Bedside table serves as Twitter interface
An art project recently displayed in Saint-Etienne, France, has an interesting interface: it uses a bedside table with a scanner built into its drawer. Place a photo (or a handwritten note?) into the drawer, and the image is automatically scanned and sent to Twitter. Could be a low-effort social networking strategy for people with limited movement.
Dude, where’s my mouse?
MIT has come up with a prototype for an invisible mouse. You cup and move your hand as you would with a standard mouse, but instead of a physical piece of plastic, there’s a camera and light source that track your movement. To click, just press on the table. Potentially useful for people who have difficulty with grasping.
Diminished Reality
We’ve covered augmented reality interfaces, where a video image is superimposed with additonal content, such as the history of a building your camera is pointed at. Now researchers at the Technische Universität in Ilmenau, Germany are going the other way — removing objects from the camera’s output, in real time. This might work well as a wayfinding interface for people with low vision or cognitive disabilities. Imagine a street scene with all the signs still there, but none of the bustling, distracting people. Like a 10 megapixel neutron bomb.
Gizmodo: Magic Software Eliminates Objects From Reality Itself
Digital measurements
The Smart Finger prototype is essentially a gesture-based system for measuring short distances. Put the paired devices on two of your fingers, and they’ll give you a readout indicating the measurement in either metric or U.S. units. Has the potential to be a good strategy for people with dexterity disabilities; could be helpful to people with visual or cognitive disabilities if what seems to be a large-print display were also high-contrast, and if there were an audio output option as well.
Eye control by earphones
NTT DoCoMo has come up with prototype earphones that can detect eye movements — without a camera — and send commands to phones, media players, etc.
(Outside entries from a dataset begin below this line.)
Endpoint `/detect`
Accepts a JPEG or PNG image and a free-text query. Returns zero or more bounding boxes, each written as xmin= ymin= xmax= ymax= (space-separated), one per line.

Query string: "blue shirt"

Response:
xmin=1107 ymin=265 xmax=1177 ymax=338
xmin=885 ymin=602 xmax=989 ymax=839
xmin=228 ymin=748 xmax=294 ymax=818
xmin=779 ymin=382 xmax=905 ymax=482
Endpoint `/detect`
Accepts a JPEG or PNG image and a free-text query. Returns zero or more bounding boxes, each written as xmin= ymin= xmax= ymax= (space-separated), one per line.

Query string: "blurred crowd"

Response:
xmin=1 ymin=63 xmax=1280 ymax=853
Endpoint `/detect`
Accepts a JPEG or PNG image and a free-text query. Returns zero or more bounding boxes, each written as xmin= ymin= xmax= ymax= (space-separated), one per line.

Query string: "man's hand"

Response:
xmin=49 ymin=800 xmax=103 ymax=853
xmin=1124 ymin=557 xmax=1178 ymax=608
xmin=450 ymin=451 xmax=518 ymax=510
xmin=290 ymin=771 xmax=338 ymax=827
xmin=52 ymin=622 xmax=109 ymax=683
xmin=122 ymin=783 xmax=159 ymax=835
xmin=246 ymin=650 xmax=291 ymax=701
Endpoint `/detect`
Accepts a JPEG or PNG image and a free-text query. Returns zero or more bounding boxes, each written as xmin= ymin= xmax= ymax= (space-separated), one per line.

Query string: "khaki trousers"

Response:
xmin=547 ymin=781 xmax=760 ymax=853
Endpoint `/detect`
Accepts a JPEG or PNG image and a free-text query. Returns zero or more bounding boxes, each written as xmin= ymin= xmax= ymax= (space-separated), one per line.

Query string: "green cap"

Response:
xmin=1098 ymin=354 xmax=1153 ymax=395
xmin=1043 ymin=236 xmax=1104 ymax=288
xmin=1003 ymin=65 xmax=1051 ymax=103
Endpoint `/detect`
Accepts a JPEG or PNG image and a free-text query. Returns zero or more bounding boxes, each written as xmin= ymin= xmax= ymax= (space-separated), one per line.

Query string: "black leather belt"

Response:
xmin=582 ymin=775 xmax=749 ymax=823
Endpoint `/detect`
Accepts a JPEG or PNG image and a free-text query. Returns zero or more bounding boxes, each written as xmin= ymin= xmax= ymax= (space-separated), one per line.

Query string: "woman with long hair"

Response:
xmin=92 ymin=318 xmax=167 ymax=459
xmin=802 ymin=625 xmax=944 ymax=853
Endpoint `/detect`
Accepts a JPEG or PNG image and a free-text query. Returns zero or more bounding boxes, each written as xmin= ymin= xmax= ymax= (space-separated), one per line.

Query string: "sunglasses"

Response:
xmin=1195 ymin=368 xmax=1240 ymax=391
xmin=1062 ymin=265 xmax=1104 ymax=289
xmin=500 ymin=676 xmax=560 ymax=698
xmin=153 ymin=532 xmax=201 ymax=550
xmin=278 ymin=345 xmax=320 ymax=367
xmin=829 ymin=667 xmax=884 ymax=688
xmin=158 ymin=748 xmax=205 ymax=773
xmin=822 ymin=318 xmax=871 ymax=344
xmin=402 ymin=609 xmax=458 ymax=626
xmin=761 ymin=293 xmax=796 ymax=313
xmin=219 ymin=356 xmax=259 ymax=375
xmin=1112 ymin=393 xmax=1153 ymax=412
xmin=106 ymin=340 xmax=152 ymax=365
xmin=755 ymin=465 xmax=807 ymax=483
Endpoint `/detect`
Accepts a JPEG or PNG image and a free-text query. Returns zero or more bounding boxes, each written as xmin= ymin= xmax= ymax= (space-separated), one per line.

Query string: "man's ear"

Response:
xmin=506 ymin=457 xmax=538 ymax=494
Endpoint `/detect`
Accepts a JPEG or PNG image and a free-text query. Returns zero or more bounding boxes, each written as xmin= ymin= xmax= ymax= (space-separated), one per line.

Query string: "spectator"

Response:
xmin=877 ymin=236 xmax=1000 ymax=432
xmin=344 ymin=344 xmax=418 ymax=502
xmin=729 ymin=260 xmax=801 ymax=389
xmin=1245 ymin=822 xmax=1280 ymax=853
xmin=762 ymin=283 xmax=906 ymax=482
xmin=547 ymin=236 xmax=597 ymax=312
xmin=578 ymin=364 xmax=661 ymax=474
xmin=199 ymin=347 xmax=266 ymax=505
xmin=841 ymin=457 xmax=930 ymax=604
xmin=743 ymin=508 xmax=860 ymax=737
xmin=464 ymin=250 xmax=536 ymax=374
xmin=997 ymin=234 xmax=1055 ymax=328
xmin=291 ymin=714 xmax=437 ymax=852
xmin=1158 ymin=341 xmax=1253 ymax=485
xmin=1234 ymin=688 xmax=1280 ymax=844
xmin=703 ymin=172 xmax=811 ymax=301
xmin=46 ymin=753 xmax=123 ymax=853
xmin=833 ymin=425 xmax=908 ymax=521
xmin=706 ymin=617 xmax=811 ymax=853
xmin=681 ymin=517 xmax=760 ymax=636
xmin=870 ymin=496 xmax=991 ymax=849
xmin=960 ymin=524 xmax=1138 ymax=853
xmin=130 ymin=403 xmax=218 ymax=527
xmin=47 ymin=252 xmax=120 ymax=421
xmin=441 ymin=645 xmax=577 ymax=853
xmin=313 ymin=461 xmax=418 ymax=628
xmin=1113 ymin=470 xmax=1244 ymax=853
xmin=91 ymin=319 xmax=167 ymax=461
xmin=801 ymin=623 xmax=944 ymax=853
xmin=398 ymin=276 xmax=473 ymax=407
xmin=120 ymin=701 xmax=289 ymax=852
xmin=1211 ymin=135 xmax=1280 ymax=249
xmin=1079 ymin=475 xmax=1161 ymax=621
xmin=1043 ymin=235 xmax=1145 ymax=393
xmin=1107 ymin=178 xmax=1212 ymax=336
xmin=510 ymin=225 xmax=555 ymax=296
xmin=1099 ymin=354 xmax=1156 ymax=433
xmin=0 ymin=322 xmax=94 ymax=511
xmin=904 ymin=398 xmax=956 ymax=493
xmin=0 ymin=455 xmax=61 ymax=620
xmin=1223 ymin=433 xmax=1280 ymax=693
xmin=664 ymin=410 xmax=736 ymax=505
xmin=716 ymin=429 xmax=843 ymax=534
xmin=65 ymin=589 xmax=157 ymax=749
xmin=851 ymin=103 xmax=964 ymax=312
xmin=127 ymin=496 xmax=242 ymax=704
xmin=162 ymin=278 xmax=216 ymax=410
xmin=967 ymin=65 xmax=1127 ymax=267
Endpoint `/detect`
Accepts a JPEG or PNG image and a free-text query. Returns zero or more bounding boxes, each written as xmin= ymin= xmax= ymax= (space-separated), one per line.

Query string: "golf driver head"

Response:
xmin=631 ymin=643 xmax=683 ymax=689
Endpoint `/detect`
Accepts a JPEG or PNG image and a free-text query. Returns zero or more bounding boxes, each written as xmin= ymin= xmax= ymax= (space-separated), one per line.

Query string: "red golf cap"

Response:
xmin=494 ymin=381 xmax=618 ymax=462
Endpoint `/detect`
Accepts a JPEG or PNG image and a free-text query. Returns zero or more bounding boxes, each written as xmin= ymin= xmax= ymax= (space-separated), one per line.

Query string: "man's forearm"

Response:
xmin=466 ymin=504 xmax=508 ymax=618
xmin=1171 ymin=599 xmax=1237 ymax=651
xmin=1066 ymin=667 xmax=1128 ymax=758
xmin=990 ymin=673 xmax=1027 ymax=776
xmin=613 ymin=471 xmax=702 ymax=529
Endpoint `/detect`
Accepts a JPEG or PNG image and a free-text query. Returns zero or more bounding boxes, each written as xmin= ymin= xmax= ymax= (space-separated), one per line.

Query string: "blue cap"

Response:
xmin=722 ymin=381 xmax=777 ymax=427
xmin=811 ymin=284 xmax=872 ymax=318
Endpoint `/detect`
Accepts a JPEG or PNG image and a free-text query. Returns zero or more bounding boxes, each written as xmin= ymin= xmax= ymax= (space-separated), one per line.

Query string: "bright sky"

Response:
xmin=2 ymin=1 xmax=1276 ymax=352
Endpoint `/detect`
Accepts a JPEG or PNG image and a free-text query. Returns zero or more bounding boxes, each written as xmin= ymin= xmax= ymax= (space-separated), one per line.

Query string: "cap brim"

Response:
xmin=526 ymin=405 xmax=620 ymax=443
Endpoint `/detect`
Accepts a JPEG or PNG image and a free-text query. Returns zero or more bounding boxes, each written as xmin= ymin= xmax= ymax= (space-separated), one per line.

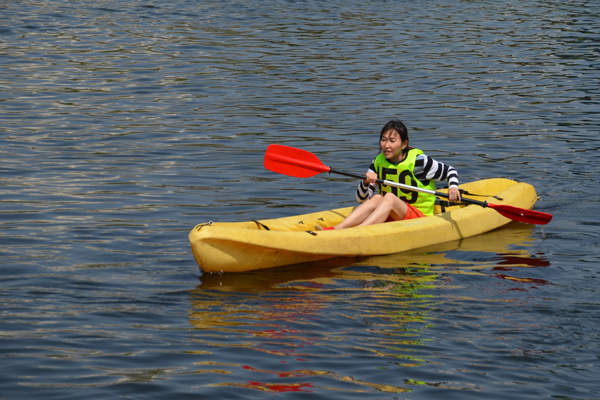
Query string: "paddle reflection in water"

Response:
xmin=187 ymin=223 xmax=547 ymax=395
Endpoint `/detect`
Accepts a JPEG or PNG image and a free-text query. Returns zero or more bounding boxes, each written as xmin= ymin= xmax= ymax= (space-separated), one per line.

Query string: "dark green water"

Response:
xmin=1 ymin=0 xmax=599 ymax=398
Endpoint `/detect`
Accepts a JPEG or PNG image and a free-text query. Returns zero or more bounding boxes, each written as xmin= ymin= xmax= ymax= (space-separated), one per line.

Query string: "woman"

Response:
xmin=321 ymin=119 xmax=461 ymax=230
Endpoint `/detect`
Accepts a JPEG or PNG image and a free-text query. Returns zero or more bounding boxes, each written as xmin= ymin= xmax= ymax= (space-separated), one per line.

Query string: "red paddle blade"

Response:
xmin=264 ymin=144 xmax=330 ymax=178
xmin=488 ymin=203 xmax=553 ymax=225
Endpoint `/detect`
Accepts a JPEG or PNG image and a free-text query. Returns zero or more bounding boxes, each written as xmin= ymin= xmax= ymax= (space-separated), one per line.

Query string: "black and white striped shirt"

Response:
xmin=356 ymin=153 xmax=459 ymax=203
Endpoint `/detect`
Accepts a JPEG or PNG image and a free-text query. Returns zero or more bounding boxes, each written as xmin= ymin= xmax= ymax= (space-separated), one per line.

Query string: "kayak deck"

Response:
xmin=189 ymin=179 xmax=538 ymax=273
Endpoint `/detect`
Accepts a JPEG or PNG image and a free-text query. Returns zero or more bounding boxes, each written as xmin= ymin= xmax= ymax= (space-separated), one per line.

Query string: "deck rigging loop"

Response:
xmin=436 ymin=198 xmax=466 ymax=213
xmin=194 ymin=221 xmax=213 ymax=231
xmin=252 ymin=220 xmax=271 ymax=231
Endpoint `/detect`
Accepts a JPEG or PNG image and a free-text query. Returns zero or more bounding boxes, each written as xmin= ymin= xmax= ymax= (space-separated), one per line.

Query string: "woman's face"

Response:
xmin=380 ymin=129 xmax=408 ymax=163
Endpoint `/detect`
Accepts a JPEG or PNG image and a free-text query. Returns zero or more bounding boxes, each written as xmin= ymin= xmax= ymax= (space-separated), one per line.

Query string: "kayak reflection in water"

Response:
xmin=319 ymin=119 xmax=462 ymax=231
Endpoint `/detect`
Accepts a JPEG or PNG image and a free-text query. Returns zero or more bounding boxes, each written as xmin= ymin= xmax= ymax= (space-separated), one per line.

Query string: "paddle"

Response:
xmin=264 ymin=144 xmax=553 ymax=225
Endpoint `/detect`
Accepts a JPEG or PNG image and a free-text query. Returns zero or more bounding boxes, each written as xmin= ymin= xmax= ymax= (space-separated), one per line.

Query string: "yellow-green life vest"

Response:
xmin=374 ymin=148 xmax=436 ymax=216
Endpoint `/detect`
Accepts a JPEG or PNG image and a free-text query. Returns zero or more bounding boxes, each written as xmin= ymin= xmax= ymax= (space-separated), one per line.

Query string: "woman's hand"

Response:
xmin=448 ymin=186 xmax=461 ymax=202
xmin=363 ymin=171 xmax=378 ymax=186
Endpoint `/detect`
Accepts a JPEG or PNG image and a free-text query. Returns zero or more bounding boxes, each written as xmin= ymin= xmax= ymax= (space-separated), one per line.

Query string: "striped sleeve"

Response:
xmin=413 ymin=154 xmax=459 ymax=188
xmin=356 ymin=160 xmax=377 ymax=203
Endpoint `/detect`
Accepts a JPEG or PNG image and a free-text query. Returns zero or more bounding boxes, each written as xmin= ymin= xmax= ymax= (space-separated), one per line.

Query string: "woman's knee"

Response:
xmin=382 ymin=192 xmax=400 ymax=204
xmin=366 ymin=194 xmax=383 ymax=206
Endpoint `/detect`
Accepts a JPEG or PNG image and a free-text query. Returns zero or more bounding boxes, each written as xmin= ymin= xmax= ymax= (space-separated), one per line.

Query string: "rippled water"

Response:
xmin=1 ymin=0 xmax=599 ymax=398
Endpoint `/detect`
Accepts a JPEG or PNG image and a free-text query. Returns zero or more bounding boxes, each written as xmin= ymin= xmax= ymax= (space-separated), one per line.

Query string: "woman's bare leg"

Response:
xmin=356 ymin=193 xmax=408 ymax=227
xmin=333 ymin=195 xmax=383 ymax=229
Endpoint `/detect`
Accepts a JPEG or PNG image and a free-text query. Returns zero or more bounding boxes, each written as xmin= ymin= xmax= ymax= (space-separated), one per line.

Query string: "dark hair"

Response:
xmin=379 ymin=119 xmax=409 ymax=153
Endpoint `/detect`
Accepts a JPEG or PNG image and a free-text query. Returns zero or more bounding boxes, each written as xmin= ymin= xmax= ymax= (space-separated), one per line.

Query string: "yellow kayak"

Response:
xmin=189 ymin=178 xmax=539 ymax=273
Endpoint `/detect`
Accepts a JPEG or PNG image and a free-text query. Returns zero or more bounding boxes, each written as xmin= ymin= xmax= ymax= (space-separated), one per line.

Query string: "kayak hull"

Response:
xmin=189 ymin=179 xmax=539 ymax=273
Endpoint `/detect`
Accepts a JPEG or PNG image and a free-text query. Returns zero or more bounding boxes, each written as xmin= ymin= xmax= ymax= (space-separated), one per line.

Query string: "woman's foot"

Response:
xmin=315 ymin=225 xmax=335 ymax=231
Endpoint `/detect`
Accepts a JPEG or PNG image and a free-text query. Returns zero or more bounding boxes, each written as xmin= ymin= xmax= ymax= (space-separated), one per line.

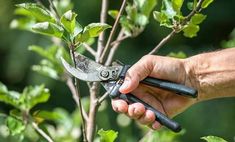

Your eye-rolling teen may just be doing homework. If this gets commercialized, people with extremely impaired dexterity may have a new, low-cost option for computer input, environmental control, and more.
Eye-controlled earphones let you pick up phone calls with a glance
There’s no mouse like…no mouse?
We’ve been used to the mouse for some time; grab it and move your hand to navigate a cursor around the screen. But what if a computer could just track your hand instead? Enter Mouseless, a prototype infrared system that directly interprets hand movements for cursor control; wonderful for people whose dexterity makes grasping difficult. You still have to tap your index finger on the table to click, though, which begs the question of whether a different finger or even a different strategy could be assigned.
Gizmodo: First the mouse, then Mighty Mouse, then Magic Mouse and now the Invisible Mouse
Buddy system
We’ve written before about automated Twitter messages as a communication strategy, but most examples were either hacks or left little leeway for consciously choosing a desired message. Enter Buddy Radio, a simple device currently being tested with elders by the UK’s National Health Service. Turning the dial sends one of several messages indicating the user’s mood–not clear whether this is preprogrammed or personalizable. Apparently it works not only with Twitter, but also with Facebook, email, and so on. It’s currently being evaluated as a signaling system; off-site family, friends, and other message recipients would presumably be able to interpret when a user needs some type of intervention services. But we have cause to wish it were commercially available now so that people in hospice, recovering from serious injury, etc., would have a nearly effortless way to just provide brief but treasured messages to their circles.